Research published in BMJ Ophthalmology in December 2020 found thatthe most significant ocular symptom experienced by those with COVID-19 was sore eyes. Anonymous online data were collected between April 16 and July 20, 2020, from a total of 83 participants over the age of 18. All participants tested positive for COVID-19, as confirmed by a health care provider, and the majority (65%) were female. The 3 most common ocular symptoms were photophobia (18%), sore eyes (16%), and itchy eyes (17%), and the frequency of sore eyes was significantly higher (P = .002) during the COVID-19 state (16%) compared with the pre–COVID-19 state (5%).
In early March, the American Academy of Ophthalmology (AAO) released a set of guidelines for ophthalmologists recommending protection of the mouth, nose, and eyes when caring for patients potentially infected with COVID-19. The guidance was based on the latest information provided by the World Health Organization and CDC. The announcement came after several reports suggested that COVID-19 can cause conjunctivitis or pink eye. As affected patients may initially be recommended to eye clinics or emergency departments, ophthalmologists would serve as the first providers to evaluate patients possibly infected with the novel coronavirus. At the time, 102,927 cases of COVID-19 had been reported around the world, with 213 cases in the United States.

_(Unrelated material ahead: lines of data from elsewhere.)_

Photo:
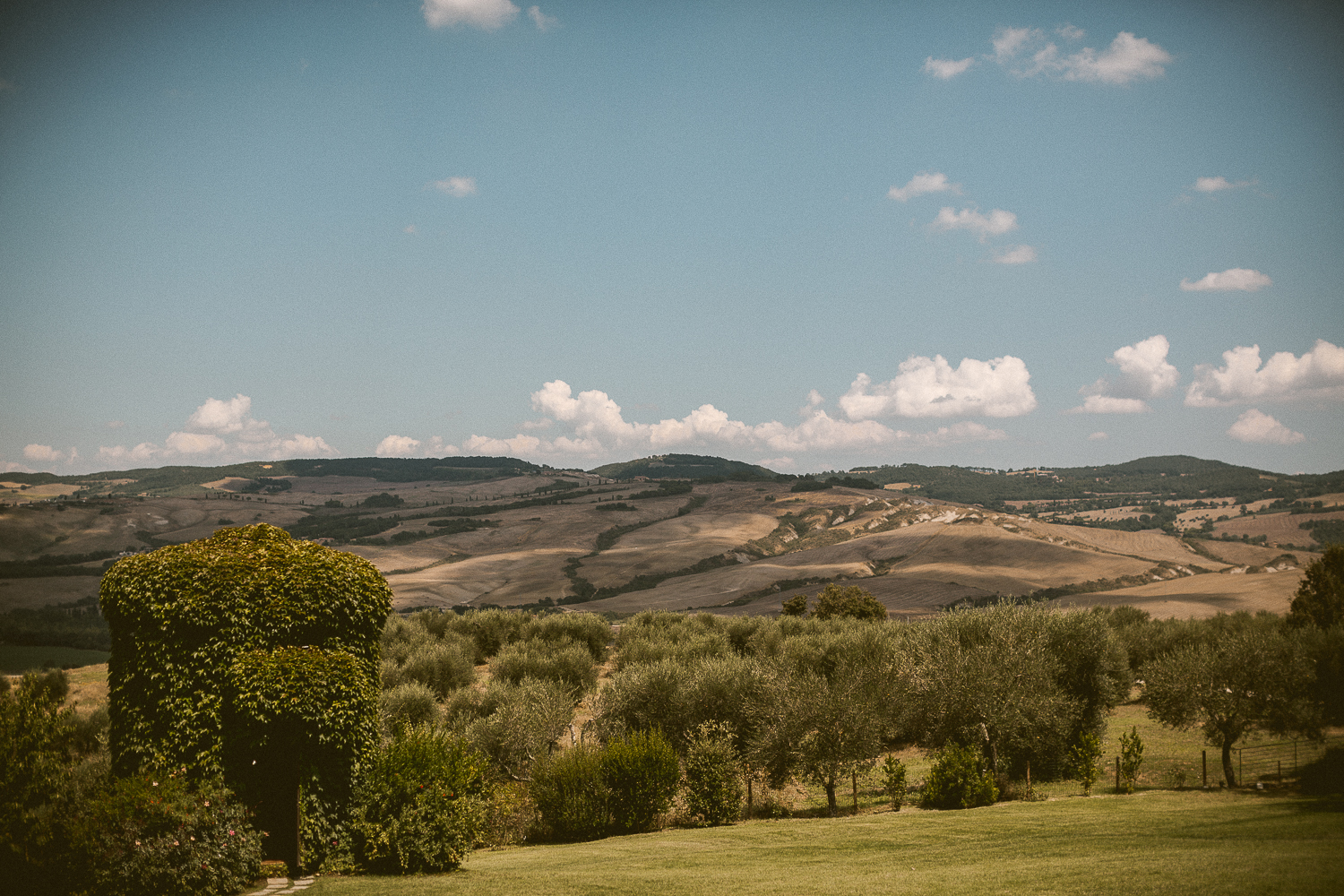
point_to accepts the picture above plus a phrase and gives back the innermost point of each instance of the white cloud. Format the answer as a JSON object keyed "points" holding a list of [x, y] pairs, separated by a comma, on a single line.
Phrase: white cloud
{"points": [[542, 21], [1010, 40], [204, 435], [457, 187], [932, 387], [233, 416], [1317, 375], [478, 13], [1144, 374], [1110, 405], [117, 452], [1016, 255], [924, 183], [397, 446], [1233, 279], [946, 69], [997, 222], [1217, 185], [1253, 426], [194, 444], [599, 427], [1128, 58], [47, 454]]}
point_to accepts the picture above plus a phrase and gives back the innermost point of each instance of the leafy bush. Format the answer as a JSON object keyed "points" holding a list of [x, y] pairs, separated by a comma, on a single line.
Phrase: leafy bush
{"points": [[513, 724], [159, 834], [712, 777], [34, 762], [572, 794], [489, 629], [894, 780], [1082, 761], [408, 704], [851, 602], [642, 775], [1325, 775], [220, 629], [956, 780], [564, 662], [1131, 759], [440, 665], [419, 804], [588, 629]]}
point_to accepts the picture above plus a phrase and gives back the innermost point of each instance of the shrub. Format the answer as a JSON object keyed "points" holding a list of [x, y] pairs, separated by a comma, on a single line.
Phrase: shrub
{"points": [[1082, 761], [34, 763], [408, 704], [642, 775], [513, 724], [419, 802], [851, 602], [1131, 759], [489, 630], [894, 780], [572, 794], [156, 834], [1325, 775], [712, 777], [214, 664], [588, 629], [511, 815], [956, 780], [564, 662], [440, 665]]}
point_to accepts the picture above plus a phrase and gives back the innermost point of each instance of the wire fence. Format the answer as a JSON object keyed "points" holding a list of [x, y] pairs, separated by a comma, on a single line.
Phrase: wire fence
{"points": [[1276, 762]]}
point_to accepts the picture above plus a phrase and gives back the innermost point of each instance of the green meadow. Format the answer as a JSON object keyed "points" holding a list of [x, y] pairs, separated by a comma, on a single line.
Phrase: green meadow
{"points": [[1206, 842]]}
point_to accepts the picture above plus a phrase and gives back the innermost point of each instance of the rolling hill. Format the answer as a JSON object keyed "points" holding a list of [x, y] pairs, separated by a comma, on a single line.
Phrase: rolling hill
{"points": [[503, 532]]}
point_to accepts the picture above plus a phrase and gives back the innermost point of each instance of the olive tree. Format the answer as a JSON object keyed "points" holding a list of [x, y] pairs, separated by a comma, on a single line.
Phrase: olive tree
{"points": [[1320, 598], [1254, 678]]}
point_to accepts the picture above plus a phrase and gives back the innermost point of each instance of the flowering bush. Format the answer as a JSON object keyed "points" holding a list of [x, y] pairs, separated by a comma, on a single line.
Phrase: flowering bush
{"points": [[159, 834]]}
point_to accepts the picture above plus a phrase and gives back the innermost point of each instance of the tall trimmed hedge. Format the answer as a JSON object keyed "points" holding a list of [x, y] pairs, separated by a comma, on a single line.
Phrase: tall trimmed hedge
{"points": [[238, 641]]}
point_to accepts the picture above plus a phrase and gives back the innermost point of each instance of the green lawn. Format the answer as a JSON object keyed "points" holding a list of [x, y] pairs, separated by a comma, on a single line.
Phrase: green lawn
{"points": [[1212, 842], [19, 657]]}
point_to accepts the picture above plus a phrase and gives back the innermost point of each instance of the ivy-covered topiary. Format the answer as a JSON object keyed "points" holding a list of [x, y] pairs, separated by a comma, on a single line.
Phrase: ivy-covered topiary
{"points": [[249, 654]]}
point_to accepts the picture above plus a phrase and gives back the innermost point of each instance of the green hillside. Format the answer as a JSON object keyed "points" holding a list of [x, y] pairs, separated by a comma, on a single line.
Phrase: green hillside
{"points": [[1158, 477], [683, 466], [384, 469]]}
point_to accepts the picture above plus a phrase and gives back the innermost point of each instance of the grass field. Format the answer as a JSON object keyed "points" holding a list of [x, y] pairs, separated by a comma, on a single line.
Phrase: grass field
{"points": [[1159, 842], [16, 657]]}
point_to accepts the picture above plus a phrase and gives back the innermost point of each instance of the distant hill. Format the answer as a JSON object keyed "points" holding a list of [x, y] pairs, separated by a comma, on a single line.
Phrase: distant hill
{"points": [[683, 466], [1163, 477], [384, 469]]}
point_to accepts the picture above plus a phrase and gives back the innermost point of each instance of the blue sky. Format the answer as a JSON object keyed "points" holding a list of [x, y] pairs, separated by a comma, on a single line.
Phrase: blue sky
{"points": [[812, 236]]}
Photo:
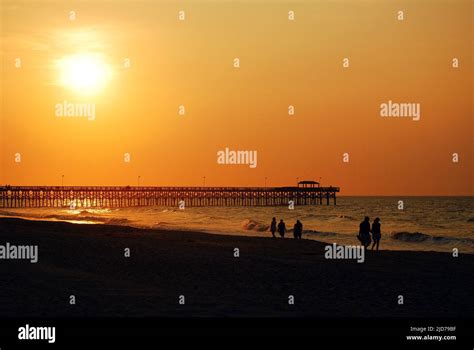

A study published in March 2020 found that preliminary data may suggest that severe acute respiratory syndrome coronavirus 2 (SARS-CoV-2), the virus that causes COVID-19, might be transmitted through the eye, in addition to known transmission routes of the mouth and nose. The small study of data from 38 patients infected with COVID-19 from Hubei Province, China, found 12 (31.6%; 95% CI, 17.5%-48.7%) individuals had ocular manifestations, including epiphora, conjunctival congestion, or chemosis. Researchers also found COVID-19 was present on conjunctiva swabs from 2 of 11 (18%) patients tested for SARS-CoV-2 via nasopharyngeal swabs. The findings highlight the importance of COVID-19 protective measures such as frequent hand washing, mask use, and social distancing.